As parents, we have all learned from experience that educating children sometimes requires a hard hand and a captain's stick and in the economical language of the wisest of all men: the darkness of his tribe hates us. When Toby Ari and I locked ourselves in a closet in Toby's room that had no handle and we could not get out, we screamed very impressive screams for help. Mom completely ignored.

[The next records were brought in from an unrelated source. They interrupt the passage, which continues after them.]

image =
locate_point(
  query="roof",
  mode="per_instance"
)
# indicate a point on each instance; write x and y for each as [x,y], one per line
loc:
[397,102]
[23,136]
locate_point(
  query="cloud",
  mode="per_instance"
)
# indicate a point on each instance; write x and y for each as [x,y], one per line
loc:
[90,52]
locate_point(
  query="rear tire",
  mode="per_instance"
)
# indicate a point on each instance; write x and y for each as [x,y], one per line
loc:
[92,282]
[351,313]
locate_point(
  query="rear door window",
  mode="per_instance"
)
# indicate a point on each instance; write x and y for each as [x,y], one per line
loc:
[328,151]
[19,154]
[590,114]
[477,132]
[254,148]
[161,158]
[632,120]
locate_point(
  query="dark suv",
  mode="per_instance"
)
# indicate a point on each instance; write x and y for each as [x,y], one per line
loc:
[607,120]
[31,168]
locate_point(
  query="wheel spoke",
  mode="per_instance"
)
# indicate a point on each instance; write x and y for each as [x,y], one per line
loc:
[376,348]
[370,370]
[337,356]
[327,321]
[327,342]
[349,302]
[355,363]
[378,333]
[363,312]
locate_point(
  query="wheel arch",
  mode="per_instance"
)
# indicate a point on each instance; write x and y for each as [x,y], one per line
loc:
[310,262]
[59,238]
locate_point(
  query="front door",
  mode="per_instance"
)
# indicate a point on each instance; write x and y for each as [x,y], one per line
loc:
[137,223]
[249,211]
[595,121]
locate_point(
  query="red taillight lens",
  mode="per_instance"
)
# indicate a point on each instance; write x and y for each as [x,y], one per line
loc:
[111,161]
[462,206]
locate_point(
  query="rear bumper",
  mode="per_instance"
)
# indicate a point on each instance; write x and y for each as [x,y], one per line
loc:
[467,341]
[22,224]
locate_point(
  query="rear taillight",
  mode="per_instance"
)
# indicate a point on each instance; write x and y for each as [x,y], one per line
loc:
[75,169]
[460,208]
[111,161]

When finally after desperate efforts we managed to open the door and found Mom in the breakfast room reading a newspaper and eating grapefruit peacefully, I erupted: Why did you not come, we could have died there. She answered without pathos: Fact! but you'rw here.


Every gray hair has an address and I seem to have donated a part of our parents' hair which will turn white like snow. But even as I strayed a little from the family path, Mom did not prove me wrong and always tried to understand the method in my madness, and Dad even stepped up to do and took me to work at the school where he served as principal, believing I was not lost.


The time to say goodbye to them at the New York airport I will always remember. Dad gave me addresses of some smart students and suggested that I contact them when I arrived in the country. Mom just asked me to be Manch.


Both of these trends were completely foreign to me and the words of Dad and Mom fell on deaf ears, but things that come from the heart - and especially from the heart of parents - and especially from the heart of our Dad and Mom - enter the heart. And if not today then tomorrow and if not tomorrow - another vision for the date.